Now the eleven disciples went to Galilee, to the mountain to which Jesus had directed them. When they saw him, they worshiped him; but some doubted. And Jesus came and said to them, “All authority in heaven and on earth has been given to me. Go therefore and make disciples of all nations, baptizing them in the name of the Father and of the Son and of the Holy Spirit, and teaching them to obey everything that I have commanded you. And remember, I am with you always, to the end of the age.”
Compared with the event of the Ascension of Jesus recounted in the Acts of the Apostles, today’s gospel seems not giving us much of the details. For us, who are conditioned by actions, today’s gospel sounds less dramatic. However, we should give up this “doing” attitude and read today’s gospel in a contemplative way. If we can do it this way and open ourselves to the Holy Spirit, we would discover that God reveals himself to us in many things.
The Ascension of Jesus is a significant moment in the life of Jesus. It is also a significant moment in the life of his disciples and in the life of us, who are followers of Jesus.
For Jesus, the moment of his Ascension signifies the end of his earthly life. That is why when Mary tried to touch him in the graveyard on the first day of the week after the entombment, Jesus told her not to touch him because he had yet go to the Father. It is the triumph moment in the life of Jesus, who finished his works and passion on earth, goes into heaven and to sit at the right hand of the Father.
The Ascension of Jesus also marks the end of the formation of his community in person. It is the time of this community to be on its own and to receive his commission of sending them out to the world.
The Ascension of Jesus denotes how Jesus will relate with his disciples and us in a different way.
The beginning of today’s gospel reminds us that for all Christians the beginning of our journey is always in Galilee. The eleven disciples went back to where they began. Our Galilean experience is our first encounter with Jesus. We can do nothing without going back our Galilean experience. Without such an experience, it is impossible for us to receive such a commission.
Take note of verse 17: “When they saw him, they worshiped him; but some doubted.” Ask myself, do I also doubt?
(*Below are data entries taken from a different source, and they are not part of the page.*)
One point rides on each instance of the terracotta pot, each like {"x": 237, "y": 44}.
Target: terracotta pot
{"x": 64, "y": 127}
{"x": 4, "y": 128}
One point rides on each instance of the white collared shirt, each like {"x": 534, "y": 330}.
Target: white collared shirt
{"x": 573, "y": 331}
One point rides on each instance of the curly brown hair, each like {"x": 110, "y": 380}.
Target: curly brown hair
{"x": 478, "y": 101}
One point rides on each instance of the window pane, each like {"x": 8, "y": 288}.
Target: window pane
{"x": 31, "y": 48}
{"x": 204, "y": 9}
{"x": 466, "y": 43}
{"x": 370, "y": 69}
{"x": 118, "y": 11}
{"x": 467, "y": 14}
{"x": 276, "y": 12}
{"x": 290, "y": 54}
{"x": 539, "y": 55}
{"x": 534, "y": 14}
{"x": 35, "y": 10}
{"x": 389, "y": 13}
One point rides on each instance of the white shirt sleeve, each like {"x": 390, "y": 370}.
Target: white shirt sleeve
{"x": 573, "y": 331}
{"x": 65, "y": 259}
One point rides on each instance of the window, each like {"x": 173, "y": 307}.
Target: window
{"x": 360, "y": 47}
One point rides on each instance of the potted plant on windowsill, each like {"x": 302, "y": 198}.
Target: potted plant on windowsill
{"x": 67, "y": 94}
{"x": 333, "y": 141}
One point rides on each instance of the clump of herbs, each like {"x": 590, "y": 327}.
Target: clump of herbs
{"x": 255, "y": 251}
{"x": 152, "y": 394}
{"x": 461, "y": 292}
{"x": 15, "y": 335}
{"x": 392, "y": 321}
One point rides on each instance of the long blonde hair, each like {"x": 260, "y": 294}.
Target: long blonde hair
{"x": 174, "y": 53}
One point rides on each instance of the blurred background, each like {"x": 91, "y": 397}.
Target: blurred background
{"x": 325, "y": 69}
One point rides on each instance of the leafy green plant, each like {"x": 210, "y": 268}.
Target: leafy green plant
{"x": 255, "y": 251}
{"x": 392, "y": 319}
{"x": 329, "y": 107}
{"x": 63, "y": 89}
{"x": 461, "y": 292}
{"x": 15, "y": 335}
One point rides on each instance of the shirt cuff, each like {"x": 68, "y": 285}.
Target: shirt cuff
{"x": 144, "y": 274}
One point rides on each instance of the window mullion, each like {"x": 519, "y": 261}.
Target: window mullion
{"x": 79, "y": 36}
Why I doubt? There must be something happening deep inside of me. It can be something good. When we are doubt about our faith, it means God wants us to take our faith seriously. So go deep inside myself and listen to what God wants to say to me.
Verses 18 and 19 are the commission of Jesus. In commissioning his disciples and us, Jesus first states his authority to commission. That is “All authority in heaven and on earth has been given to me.”
Having cited his authority to commission, Jesus then lies out the mission to be accomplished: Go therefore and make disciples of all nations by baptizing them in the name of the Father and of the Son and of the Holy Spirit, and teaching them to obey everything that I have commanded you.
The last verse of today’s gospel is very important to all of us who are charged with this mission. We should always remember that Jesus is always with us in our ministry. Amen.